5) Finally, the page references are dodgy, as if the editors didn't track the changes in pagination through the successive drafts of the book. We are told, on page 386, that Coogan will discuss the nineteenth-century Fenian incursions into British Canadian territory on pages 408-410, but that's not the case. The discussion comes on 390, and Coogan's maps of his own book are useless, most likely thanks to careless editing that failed to account for numbering shifts during production.

This is not even to mention the occasionally chauvinistic posture that peeks out in discussions of women in "Wherever Green Is Worn." "Caroline Marland may have the looks of a top model, but she is Managing Director of Guardian News Ltd," Coogan writes on 129, and I wish this were the only time such a remark were let through (it happens several times in the book). No matter how unnecessary it is, no matter how irrelevant to the topic at hand, we are never spared the observation of an attractive woman.

These are fairly petty criticisms. However, what all of this indicates to me is that nobody took very much time preparing or proofing the manuscript of "Wherever Green Is Worn," and this shows through, painfully. Coogan admits in the introduction that he was compelled by his publishers to write no less than three other books (the better ones on Collins, de Valera, and the Troubles) while researching "Wherever Green Is Worn," and this goes a long way toward explaining why the book feels disjunctive and lacks any cohesion; in fact, many of its most powerful moments are precisely those in which Coogan is able to draw from his more sustained research into de Valera and the Troubles, recontextualized to foreground their impact on the diasporic Irish. As it is, individual episodes are instructive and entertaining, anecdotal though they often are. It's just the bigger picture that feels blurry.
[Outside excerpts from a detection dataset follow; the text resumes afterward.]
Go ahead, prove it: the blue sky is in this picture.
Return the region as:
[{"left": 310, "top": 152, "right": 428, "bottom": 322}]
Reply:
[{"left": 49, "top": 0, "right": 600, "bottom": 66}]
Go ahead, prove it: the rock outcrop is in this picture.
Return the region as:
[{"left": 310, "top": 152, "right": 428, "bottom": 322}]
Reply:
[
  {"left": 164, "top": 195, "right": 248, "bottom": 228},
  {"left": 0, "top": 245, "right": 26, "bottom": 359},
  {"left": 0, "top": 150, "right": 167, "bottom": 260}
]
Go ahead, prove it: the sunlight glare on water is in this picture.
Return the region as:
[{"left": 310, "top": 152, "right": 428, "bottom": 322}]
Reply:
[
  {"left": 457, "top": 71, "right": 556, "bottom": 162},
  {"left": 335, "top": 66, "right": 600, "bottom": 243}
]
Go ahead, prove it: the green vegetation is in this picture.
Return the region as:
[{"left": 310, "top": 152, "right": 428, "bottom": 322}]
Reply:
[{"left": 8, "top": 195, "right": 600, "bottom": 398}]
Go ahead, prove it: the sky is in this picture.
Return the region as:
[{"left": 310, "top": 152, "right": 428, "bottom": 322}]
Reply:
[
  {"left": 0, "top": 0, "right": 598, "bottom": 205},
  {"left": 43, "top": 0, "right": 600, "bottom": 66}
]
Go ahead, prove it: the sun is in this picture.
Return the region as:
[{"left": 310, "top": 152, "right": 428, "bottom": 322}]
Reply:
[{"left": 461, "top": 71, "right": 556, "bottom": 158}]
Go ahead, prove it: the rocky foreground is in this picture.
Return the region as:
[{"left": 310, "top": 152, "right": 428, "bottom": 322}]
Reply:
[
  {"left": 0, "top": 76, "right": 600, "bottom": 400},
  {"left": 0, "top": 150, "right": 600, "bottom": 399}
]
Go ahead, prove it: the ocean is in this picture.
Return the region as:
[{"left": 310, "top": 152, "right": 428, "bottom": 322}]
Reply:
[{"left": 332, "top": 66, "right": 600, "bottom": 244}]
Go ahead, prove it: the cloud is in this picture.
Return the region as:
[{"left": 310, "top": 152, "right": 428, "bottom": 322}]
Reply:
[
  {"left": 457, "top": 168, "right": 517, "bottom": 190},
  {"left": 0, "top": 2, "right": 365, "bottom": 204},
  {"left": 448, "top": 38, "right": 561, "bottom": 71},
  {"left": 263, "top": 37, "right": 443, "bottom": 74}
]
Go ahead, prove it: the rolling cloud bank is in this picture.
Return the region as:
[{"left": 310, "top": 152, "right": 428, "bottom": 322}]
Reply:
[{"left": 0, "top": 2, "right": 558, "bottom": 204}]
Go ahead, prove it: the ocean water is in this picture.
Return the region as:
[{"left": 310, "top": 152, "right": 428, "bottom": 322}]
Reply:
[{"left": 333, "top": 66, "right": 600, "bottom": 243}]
And, ultimately, the question that organizes this book is left disappointingly unanswered: Who are the "Irish diaspora" mentioned in the title? Those who, born in Ireland, later emigrated? Those who were born abroad to Irish parents? Those who, so-called "plastic Paddies" like myself, have an Irish passport but were born and raised outside of Ireland? One of the problems in this book is that EVERYBODY'S IRISH. Because Irishness becomes in "Wherever Green Is Worn" (which turns out to be, well, everywhere) far too broad a concept, it loses any real value as a category. A tighter definition of the driving motif behind Coogan's study would have lent this book much more focus and power.

Rating: 1 stars
Summary: Village Idiot Historian Strikes Again.
Review: Well, good old Pat's at it again. To apply the term "historian" to him is like describing the Klu Klux Klan as liberal.

His over simplistic atititudes towards Irish nationalism is an affront to the 6 million people who inhabit this island.

This was clearly written for the Irish-American, romantic armchair Noraid supporting nationalist movement which pontificate over a situation over three thousand miles away that they simply are incapable of understanding.Thus they rely on Pat for what they perceive to be the TRUTH as they wish it to be.

If it was left to people like Pat, it would be assumed that the assassination of JFK was a Protestant Unionist plot.